12 Ocak 2020

, ,

Gülesorhi ve Danişyan

İranlı Marksistler şehadet fikrini metafizik kabul etse bile[1] onu kitlelerdeki yanlış bilince karşı koyan bir pratik olarak görüyorlardı. Esasında bu insanlar, Marx’ın yanlış bilinç kabul ettiği dini başka bir yanlış bilinci ortadan kaldırmak için kullanıyorlardı. Şehadet fikrine inanan Marksistler, ahirete ve meleklerin beklediğine dair hikâye inanmıyorlardı. Buna karşın şehadet anlayışı, birçok Marksist için bir inanç sistemi hâline geldi. Kaleme aldıkları kitap ve broşürlerde şehadet, çoğunlukla ideal topluma ulaşmak için gerekli bir koşul olarak anılıyordu. Bu türden bir kullanıma, meseleye farklı açılardan yaklaşan iki ayrı örnek vermek mümkün.

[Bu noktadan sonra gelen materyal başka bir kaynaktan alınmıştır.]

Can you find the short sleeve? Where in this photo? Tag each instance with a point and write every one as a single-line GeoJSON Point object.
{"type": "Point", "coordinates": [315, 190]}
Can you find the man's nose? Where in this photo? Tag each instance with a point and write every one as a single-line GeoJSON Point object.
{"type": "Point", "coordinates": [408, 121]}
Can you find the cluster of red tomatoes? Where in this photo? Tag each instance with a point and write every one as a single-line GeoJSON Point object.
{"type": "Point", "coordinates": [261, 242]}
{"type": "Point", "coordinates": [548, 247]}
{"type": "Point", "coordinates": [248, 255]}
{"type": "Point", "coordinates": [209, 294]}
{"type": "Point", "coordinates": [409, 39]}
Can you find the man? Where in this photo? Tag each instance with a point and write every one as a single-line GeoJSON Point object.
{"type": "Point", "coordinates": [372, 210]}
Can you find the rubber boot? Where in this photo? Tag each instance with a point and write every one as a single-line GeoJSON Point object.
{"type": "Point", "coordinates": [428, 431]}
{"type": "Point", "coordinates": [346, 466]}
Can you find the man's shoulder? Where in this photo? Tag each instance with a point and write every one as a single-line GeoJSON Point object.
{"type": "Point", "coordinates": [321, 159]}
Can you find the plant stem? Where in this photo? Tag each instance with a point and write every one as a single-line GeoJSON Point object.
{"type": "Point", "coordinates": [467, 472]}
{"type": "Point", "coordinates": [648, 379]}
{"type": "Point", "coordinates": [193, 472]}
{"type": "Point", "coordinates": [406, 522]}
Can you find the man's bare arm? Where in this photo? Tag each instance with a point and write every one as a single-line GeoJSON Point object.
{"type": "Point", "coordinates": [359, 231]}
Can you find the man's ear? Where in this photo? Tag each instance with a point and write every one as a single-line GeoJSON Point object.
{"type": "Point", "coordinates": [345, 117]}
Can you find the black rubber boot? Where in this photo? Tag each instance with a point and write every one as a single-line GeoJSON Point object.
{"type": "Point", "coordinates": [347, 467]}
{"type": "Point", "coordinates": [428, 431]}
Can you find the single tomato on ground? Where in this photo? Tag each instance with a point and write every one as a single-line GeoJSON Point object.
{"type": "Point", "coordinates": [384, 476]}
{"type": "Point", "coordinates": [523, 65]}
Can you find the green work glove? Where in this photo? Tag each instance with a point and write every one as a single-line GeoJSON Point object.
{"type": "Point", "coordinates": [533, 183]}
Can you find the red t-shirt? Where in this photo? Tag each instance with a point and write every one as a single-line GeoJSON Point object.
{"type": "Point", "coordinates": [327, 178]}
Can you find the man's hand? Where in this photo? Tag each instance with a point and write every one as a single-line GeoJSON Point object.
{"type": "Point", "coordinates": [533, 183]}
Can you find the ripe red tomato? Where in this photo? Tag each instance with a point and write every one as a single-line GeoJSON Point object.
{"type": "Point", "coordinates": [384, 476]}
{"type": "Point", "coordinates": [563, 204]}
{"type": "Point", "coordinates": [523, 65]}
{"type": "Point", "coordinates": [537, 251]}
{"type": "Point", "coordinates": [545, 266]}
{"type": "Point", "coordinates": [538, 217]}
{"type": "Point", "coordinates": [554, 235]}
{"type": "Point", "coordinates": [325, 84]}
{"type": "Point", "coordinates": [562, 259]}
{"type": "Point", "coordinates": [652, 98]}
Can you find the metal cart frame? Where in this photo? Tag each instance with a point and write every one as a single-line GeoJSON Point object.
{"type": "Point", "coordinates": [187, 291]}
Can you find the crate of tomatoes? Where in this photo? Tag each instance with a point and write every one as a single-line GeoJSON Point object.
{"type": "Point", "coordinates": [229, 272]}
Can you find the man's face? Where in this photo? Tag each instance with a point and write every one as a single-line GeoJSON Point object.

Hüsrev Gülesorhi[2] ve Keramet Danişyan[3], Şah’ın askerî mahkemesi tarafından yargılanıp ordu tarafından idam edilen iki Marksist devrimciydi. Gülesorhi ve Danişyan, Marksizme bağlı olmalarına rağmen feda anlayışına inanıyordu. Bu iki isim, İran’da gelişmekte olan iki Marksizm türünü temsil ediyordu. Gülesorhi için İslam ideolojikti. Ona göre İslam, kitleleri zalime karşı mücadeleye teşvik eden bir ideolojiydi. Öte yandan Danişyan, İslam’ın kendisinin içinde yetiştiği ve toplumsallaştığı bağlam olduğunu düşünüyordu. Ona göre şehadete yönelik inanç, aydınlık geleceğin yegâne güvencesiydi.

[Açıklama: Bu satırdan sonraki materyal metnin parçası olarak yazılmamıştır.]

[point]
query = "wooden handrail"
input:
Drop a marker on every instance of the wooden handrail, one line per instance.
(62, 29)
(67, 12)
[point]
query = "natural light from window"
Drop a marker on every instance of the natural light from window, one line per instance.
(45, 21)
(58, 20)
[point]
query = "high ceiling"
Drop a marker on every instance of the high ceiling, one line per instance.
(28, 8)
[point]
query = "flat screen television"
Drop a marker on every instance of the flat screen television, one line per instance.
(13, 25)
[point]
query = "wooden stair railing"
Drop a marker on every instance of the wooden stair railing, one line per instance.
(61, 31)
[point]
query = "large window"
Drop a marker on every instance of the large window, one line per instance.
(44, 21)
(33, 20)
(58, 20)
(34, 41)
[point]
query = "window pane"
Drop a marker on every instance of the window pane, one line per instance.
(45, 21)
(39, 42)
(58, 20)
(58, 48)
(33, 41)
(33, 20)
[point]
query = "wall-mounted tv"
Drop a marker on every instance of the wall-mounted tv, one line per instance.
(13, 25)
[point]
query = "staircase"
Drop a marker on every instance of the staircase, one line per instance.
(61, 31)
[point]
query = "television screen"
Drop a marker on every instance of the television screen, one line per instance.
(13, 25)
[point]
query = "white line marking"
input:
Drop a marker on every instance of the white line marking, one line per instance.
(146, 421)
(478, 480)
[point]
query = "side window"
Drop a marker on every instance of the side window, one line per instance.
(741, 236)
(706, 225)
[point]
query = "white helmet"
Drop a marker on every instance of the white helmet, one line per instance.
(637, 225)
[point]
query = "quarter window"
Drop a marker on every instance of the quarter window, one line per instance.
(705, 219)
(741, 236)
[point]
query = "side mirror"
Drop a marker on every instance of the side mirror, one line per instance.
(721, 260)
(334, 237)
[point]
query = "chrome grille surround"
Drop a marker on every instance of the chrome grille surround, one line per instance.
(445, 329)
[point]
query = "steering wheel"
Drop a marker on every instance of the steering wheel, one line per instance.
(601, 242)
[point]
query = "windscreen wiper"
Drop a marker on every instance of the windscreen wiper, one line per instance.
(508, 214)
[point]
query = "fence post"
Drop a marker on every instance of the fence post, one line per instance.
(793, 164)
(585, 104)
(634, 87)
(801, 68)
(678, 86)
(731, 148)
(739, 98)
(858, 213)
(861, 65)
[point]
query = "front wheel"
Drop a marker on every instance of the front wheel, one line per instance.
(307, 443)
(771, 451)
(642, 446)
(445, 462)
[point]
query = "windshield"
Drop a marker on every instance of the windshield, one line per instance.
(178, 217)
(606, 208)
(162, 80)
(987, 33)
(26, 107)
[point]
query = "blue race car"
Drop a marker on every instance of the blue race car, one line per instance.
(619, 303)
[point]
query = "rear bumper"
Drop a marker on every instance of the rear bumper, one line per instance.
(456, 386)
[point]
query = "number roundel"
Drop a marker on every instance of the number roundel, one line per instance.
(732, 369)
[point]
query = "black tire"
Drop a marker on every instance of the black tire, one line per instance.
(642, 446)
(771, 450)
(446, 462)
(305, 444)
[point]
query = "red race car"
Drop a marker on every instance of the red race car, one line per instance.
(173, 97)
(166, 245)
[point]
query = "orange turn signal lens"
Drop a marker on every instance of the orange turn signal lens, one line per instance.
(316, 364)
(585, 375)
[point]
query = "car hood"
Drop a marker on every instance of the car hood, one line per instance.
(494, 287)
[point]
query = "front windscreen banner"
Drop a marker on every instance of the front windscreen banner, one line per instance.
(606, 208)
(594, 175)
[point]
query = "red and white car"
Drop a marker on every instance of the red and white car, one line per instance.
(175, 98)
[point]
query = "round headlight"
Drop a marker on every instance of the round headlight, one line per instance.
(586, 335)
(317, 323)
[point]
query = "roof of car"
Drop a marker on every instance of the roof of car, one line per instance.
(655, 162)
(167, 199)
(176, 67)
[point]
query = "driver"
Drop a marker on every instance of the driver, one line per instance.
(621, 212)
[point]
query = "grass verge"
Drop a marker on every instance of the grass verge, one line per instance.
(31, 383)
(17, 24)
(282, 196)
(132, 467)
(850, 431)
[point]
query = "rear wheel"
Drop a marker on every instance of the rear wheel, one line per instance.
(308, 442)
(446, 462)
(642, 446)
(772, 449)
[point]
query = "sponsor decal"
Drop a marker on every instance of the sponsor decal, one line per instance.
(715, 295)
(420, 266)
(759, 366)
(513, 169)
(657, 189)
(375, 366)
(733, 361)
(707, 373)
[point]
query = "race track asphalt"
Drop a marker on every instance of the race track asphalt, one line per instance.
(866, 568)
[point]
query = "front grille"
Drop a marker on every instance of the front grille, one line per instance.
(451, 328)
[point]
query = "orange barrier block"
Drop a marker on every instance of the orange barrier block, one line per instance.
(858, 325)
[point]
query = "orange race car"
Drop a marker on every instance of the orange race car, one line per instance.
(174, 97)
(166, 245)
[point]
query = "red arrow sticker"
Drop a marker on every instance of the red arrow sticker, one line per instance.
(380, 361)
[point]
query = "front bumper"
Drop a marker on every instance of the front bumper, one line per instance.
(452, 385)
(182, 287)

Gülesorhi, sosyalist bir ekonominin İslamî bir devlet eliyle de inşa edilebileceğine inanıyordu. Onun iddiasına göre “sosyalist bir ekonomide İslam üstyapı olarak kabul edilebilir”di.[4] Şah’a ve ailesine suikast düzenlemeyi planladığı için yargılandığı mahkemede sunduğu savunmada Gülesorhi, Marksistlerin İslamî değerleri benimsemeleri konusunda ilginç bir örnek sunmuştu.

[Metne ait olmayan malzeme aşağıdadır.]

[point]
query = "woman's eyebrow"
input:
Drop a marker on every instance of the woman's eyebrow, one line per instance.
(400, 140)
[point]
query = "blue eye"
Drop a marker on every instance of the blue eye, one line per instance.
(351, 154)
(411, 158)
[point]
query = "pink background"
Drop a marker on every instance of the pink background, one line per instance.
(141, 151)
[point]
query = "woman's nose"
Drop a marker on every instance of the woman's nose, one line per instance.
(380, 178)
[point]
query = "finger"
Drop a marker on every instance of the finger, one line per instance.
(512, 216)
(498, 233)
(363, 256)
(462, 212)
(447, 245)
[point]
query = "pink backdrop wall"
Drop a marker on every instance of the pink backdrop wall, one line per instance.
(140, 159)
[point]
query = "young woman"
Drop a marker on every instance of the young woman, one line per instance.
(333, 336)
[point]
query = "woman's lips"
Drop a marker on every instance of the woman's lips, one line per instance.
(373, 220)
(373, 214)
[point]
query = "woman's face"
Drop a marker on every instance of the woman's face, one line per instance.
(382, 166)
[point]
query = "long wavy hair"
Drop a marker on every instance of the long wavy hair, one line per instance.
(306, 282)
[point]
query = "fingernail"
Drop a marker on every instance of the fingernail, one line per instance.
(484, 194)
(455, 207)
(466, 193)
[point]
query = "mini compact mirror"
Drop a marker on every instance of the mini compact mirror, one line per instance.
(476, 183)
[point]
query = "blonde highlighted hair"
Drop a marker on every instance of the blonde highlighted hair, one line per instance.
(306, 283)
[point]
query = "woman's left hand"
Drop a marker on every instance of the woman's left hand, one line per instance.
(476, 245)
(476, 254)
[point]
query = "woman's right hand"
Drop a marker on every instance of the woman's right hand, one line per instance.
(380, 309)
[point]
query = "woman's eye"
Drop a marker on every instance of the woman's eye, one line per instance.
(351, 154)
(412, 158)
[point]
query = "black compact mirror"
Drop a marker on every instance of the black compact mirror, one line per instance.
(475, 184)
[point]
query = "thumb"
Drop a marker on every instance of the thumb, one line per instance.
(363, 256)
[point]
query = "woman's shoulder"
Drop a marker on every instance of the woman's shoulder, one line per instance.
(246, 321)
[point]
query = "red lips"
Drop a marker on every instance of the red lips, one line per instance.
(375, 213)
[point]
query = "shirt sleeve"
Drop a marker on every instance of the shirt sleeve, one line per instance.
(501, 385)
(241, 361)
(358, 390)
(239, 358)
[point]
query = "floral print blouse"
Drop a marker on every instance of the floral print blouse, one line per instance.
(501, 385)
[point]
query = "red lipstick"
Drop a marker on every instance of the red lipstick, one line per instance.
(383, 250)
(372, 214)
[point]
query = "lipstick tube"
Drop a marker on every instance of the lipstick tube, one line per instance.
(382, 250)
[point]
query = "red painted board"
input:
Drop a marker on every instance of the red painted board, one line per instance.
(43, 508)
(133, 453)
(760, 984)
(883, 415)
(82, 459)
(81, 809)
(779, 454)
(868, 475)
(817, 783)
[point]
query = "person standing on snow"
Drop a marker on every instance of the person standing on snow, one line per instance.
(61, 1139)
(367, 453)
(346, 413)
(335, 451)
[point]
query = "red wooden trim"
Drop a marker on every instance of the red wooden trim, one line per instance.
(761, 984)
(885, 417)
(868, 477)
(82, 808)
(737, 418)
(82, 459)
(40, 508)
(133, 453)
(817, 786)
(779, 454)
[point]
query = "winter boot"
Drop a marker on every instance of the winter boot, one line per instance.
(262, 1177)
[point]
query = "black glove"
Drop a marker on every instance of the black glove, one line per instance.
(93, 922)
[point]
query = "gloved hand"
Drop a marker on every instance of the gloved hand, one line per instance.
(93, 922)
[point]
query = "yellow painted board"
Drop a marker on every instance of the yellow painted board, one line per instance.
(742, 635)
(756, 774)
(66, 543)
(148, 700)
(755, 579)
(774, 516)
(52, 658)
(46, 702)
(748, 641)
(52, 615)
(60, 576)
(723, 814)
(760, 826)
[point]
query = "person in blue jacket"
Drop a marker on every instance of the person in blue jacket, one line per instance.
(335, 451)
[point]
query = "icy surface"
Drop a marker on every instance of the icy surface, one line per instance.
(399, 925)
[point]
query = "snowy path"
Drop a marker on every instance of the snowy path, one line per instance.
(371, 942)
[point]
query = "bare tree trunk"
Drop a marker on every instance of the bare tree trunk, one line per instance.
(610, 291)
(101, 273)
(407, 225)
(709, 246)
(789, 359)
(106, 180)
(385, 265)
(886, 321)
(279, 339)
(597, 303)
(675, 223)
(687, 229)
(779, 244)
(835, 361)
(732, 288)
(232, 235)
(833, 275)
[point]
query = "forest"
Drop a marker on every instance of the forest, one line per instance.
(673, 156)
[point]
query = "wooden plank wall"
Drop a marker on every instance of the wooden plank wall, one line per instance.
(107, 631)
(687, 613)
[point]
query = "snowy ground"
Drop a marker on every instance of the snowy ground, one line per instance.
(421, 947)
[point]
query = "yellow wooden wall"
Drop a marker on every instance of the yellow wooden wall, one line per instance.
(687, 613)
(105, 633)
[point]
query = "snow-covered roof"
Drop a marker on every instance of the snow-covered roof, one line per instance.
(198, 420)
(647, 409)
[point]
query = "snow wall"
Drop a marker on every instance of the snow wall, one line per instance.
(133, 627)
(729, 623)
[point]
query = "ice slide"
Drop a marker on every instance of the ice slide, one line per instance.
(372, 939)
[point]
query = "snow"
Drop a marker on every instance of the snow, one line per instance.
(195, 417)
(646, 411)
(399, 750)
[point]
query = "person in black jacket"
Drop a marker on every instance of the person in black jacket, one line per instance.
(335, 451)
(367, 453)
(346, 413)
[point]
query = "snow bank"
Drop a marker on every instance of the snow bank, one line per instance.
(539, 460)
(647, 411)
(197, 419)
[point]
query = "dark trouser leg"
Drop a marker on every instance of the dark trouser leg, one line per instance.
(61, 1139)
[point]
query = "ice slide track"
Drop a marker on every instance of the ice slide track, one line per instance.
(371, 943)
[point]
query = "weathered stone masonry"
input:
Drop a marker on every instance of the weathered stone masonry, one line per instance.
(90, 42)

Savunması esnasında Hz. Ali’nin “ilk sosyalist”, Hz. Hüseyin’in ise “Ortadoğu halklarının en büyük şehidi” olduğunu söyledi. Ardından bir Marksist olarak, mazlumlar için canını veren iki şehit olarak Hz. Ali ve Hz. Hüseyin’in çizgisini sürdürdüğünü söyledi. Marksizmle İslam arasındaki benzerliklerden bahsettiği konuşmasında Gülesorhi, Marksist aydınlar arasında şehadete yönelik İslamî inancın derinliğine işaret etti. Ondaki İslam-Marksizm sentezi özgün bir sentezdi, ama esasen İran’daki direniş kültüründe epey kabul gören bir husustu. 8 Ocak 1974’te devlet desteğiyle çıkan Keyhan gazetesi şunları yazmaktaydı:
“Savunmasını sunmak için ikinci sırada kürsüye gelen Hüsrev Gülesorhi, önce bir şiir okudu, ardından da Marksizm-Leninizmin felsefesini savunmaya başladı. Kendisini Marx’ın mektebinin bir öğrencisi olarak tarif eden Gülesorhi, İran’daki koşullar üzerine birkaç kelâm etti. Hâkim, sanığı sadece kendi savunmasını yapma yönünde uyardı ve ona bağlam dışında herhangi bir şey söylemesine izin vermeyeceğini söyledi. Bu ikazın ardından Gülesorhi, yazılı savunmasını kâtibe uzattı.”[5]
Keyhan gazetesi Gülesorhi’nin savunmasını bu şekilde anlatmaktaydı. Ama gazete ilginç detaylardan hiç bahsetmiyordu. Birkaç dakika süren savunmasında Gülesorhi, Marksizmin İran muhalefeti içerisinde nasıl geliştiği üzerinde de durmuştu. Gülesorhi, sözlerine önce İmam Hüseyin’in şu sözünü aktararak başladı: “Ennemmal Hayat, ve Ahidatto-Jehad” (Hayat, inancın için mücadele etmekten başka bir şey değildir.).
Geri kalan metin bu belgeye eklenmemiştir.